My body contains politics. Overcoming political differences means defeating racism, not making small talk with your barista. Political differences are only erased via relationships if those differences are abstract, so it is a product of white supremacy to suggest this.
Unity without repentance is white supremacy
Again, Warren’s newsletter, as well as French’s, is intent on minimizing our differences, and convincing white people to stay united, at the expense of their BIPOC siblings. It is damaging to antiracism to convince would-be allies that their alliance is rooted in immaterial political differences, or progressive talking points, or merely ideology. I want to say it more clearly: telling white allies that their antiracism is just ideological, and not rooted in solidarity with people of color, is white supremacy. It is whiteness. And that is the force that polarizes us.
Fancying themselves as uniters, French and Warren’s brand of white supremacy, furthers our divisions and alienates minorities. Their interest is not in rooting our white supremacy, but glossing over it as an issue that progressives made out of nothing. Theirs is not a far cry from right-winger hysteria about critical race theory. So, for those who refuse to take a side, and those who side with white supremacy, I, personally, do not see a material difference.
Jesus emphasizes our differences to transform us
Jesus takes a much different posture than these two Christian commentators, who also represent common Christian political commentary, including many in my own church (which is why I am writing this at all). Jesus doesn’t minimize differences between enemies, he hyperbolizes them. Heschel called it “prophetic hyperbole.” Jesus exaggerates differences to make it clear that to side with him, means siding with the oppressed. He never disembodies or dematerializes differences for the sake of unity. Jesus turns “thought crimes,” such as anger, into material sins such as murder. He argues that lust is equivalent to adultery. He radically changes how we think, to transform us. Dematerializing and disembodying our politics to curb anxiety maintains the status quo and does nothing to transform our society or uproot racism. In fact, it maintains it.

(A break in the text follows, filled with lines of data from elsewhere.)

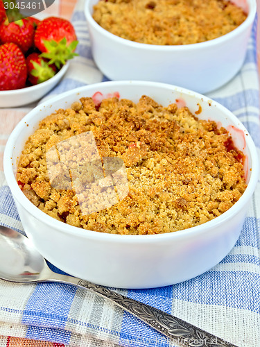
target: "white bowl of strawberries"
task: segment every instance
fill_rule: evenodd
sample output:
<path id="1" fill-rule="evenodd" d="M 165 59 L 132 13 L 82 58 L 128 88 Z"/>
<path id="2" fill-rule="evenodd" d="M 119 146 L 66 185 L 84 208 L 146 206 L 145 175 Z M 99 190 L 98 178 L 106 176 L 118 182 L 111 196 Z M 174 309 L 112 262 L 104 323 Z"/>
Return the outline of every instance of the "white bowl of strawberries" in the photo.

Jesus knows the cost of following him. He asks his followers to give up everything to do so. That doesn’t just mean material possessions, but our homes, our fields, even our relationships with our families. The idea that relational love can overcome our differences is antithetical to the Gospel because Jesus expects that following him in the way and carrying our cross will collect us enemies, people who persecute us and divide us from our family. If we don’t face any resistance for the work we are doing, it is hardly going to be transformational. Rather, it will continue to make Christianity an irrelevant faith, at best, and one that is actively spreading white supremacy at worst.